The patient finally makes it to discharge having been through a long and winding hospital admission. That afternoon, she reaches into her purse to get her "stomach medication" but bemoans the fact that her bottle is empty. When her daughter asks her why she calls it her "stomach medication" when indeed it is her blood-thinner bottle, she says, "Oh, I just put my purple pill in there because I like the size of that bottle. I ran out of my blood thinner two weeks ago."
This scenario contains almost all of the potentially nightmarish issues that one could encounter in the real world now that direct thrombin inhibitors have come to town. I've asked tons of questions to lots of different people today and so far, I've received lots of different answers. Unfortunately, the favorite answer is "We don't know yet." It's interesting to me that the very drug class we've spent a decade awaiting perhaps has suddenly become available way too soon.

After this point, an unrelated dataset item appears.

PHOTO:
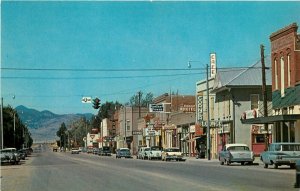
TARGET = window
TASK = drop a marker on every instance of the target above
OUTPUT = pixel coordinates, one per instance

I'd like to thank Dr Kenneth Mahaffey, the codirector of cardiovascular research at Duke University. He spoke to me on a separate issue of how compliance with rivaroxaban was established in the ROCKET trial and the specifics of the trial design. I didn't ask him all of my test questions but if I did, I'll bet he could have probably made a million dollars today. And after today's ROCKET AF presentation, Monopoly money at that.